OK, so here's an update. Sorry, as it is a bit long.
Since my last post I have brewed 3 beers. An extract IPA, an AG Mild, and just this past Saturday an AG version of Biermuncher's centennial blonde. The IPA and Mild turned out fantastic. Absolutely no hint of off-flavors what so ever.
Before brewing the Blonde on Saturday, I made several tweaks to my process.
1. I used a voile bag which has a much finder weave than the previous bag that I was using. This should eliminate any grain escaping the bag and ending up in the boil.
2. I sent a water sample off to Ward, which came back with the following:
pH 7.6
Total Dissolved Solids (TDS) Est 82
Electrical Conductivity, mmho/cm 0.14
Cations / Anions, me/L 0.7 / 0.7
ppm
Sodium, Na 4
Potassium, K 2
Calcium, Ca 7
Magnesium, Mg 1
Total Hardness, CaCO3 22
Nitrate, NO3-N 0.1 (SAFE)
Sulfate, SO4-S 4
Chloride, Cl 6
Carbonate, CO3 < 1
Bicarbonate, HCO3 15
Total Alkalinity, CaCO3 13
Per these results, I followed the instructions on the water primer sticky in the Brew Science forum. I used 1 gram of Calcium Chloride per gallon of water. Since I started with 8.5 gallons of water, I used 8.5 grams. I also added 2% acidulated malt to my grain bill.
3. After flameout, I left the lid off of the kettle until reaching below 160 degrees.

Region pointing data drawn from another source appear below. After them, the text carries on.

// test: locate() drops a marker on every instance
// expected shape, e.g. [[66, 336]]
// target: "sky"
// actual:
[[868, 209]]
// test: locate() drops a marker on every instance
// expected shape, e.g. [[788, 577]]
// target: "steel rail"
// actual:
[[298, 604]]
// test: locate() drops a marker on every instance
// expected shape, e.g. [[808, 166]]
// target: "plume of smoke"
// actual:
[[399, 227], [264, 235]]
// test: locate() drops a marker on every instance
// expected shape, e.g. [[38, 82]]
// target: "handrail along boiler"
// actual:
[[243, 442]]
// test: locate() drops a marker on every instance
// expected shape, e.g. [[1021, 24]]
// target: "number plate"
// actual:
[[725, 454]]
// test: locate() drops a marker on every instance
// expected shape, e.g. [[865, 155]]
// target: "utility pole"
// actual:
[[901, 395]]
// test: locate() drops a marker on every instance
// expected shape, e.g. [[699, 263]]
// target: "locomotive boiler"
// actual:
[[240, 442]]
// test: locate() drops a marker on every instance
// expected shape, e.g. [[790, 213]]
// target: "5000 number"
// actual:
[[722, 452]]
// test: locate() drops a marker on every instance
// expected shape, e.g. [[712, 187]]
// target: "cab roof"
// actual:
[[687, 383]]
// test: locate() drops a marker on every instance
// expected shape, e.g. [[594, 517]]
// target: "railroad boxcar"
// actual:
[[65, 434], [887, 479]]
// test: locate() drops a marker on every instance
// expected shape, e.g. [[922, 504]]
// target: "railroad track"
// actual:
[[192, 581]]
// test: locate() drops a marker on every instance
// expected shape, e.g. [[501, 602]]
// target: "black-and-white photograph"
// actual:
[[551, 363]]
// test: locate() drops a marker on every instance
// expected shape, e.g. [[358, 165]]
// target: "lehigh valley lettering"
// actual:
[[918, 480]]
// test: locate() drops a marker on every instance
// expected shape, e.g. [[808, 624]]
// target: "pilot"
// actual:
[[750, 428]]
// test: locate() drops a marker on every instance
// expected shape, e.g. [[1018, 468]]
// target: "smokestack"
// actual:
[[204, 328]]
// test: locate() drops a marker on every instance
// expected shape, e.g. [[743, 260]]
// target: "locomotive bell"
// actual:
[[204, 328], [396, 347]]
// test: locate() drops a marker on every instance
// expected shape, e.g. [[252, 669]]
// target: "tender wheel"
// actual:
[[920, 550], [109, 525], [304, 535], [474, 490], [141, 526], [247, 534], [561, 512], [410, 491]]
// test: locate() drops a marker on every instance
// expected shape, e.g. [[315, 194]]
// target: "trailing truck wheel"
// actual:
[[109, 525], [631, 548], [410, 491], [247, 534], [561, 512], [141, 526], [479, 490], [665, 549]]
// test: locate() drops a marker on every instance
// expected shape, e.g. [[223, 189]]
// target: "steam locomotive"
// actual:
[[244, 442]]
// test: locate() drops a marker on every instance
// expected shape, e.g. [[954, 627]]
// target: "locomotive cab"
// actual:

By doing these 3 things, I hoped to have eliminated any off flavors due to 1. Tannin Extraction from grain in the boil, 2. out of whack pH or low calcium, 3. DMS caused by lid on the kettle while wort is still near boiling temps.
I used an identical recipe to Biermuncher's, with the addition of the acidulated malt. I mashed at 150 degrees for an hour, raised the temp to approx 168 for mash out for 10 min, then pulled the bag. I then boiled for an hour. My OG ended up at 1.037. I pitched the yeast (decanted starter of Wyeast 1056) at 65 degrees and fermented at 66. Within hours of pitching the yeast, fermentation began. Today the krausen had dropped completely, so I took a gravity reading. It finished right at 1.009.
I took a taste of the sample and Bam! The first thing that hit me was the raw grainy flavor. Now, I know it's still young and it may drop out some but based on my previous issues with this flavor I'm not too optimistic. I'm going to let it sit in the primary for a couple of weeks, transfer to a corny, then will either force carb or prime. Hopefully the flavor drops out. I enjoy lighter style beers, especially in the summer and really would like to brew a nice clean one for once. This is just frustrating.